1001 pages read as of about 10:00 last night; as I’m typing this I’m just over a quarter of the way through the second book. Goal is to have that done by Sunday night, and then a couple of days for the first novella, and then I’m back to Oathbringer, which I haven’t finished yet.
This was my third read-through of The Way of Kings; I last read it when Words of Radiance came out in 2014. I had genuinely forgotten how good of a book it is; Sanderson gets lots of credit for his magic systems but the worldbuilding throughout this book is just superb, and the characters are some of my favorites in his canon. The Way of Kings does a tremendous job of lining up its mysteries; some things are absolutely not going to be explained in the first book, but just enough is revealed that you don’t feel like the whole book is a pointless mystery box. The book feels carefully planned in a way that first books of series often don’t, and that’s a hard thing to pull off.

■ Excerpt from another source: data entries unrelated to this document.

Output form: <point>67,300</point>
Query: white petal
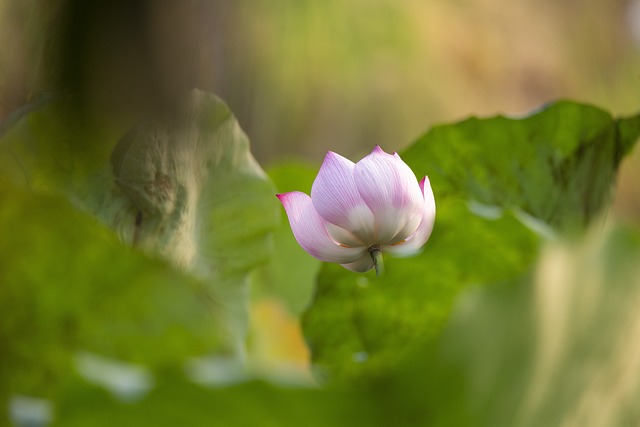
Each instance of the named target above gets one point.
<point>412,244</point>
<point>390,189</point>
<point>310,232</point>
<point>336,198</point>
<point>365,263</point>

I remain concerned about the Parshendi as an element of the series; it didn’t really sink in that the series felt like the “good guys” were the wrong side until Oathbringer came out, and that was definitely a major contributing factor to me abandoning it. The whole book just feels way too comfortable with “Hey, this entire species is our slaves, except for the ones we’re massacring, and those are constantly referred to as savages and monsters” for me, and I know full well it’s going to get worse. The thing is, in the years since Oathbringer I’ve literally never heard anyone make that criticism other than me, and it’s not like I have some sort of special insight. Like, people figured out that slavery was bad in the Harry Potter books, so … either they just didn’t apply that level of analysis to this book or maybe it gets resolved after I stopped reading. We’ll see, I guess.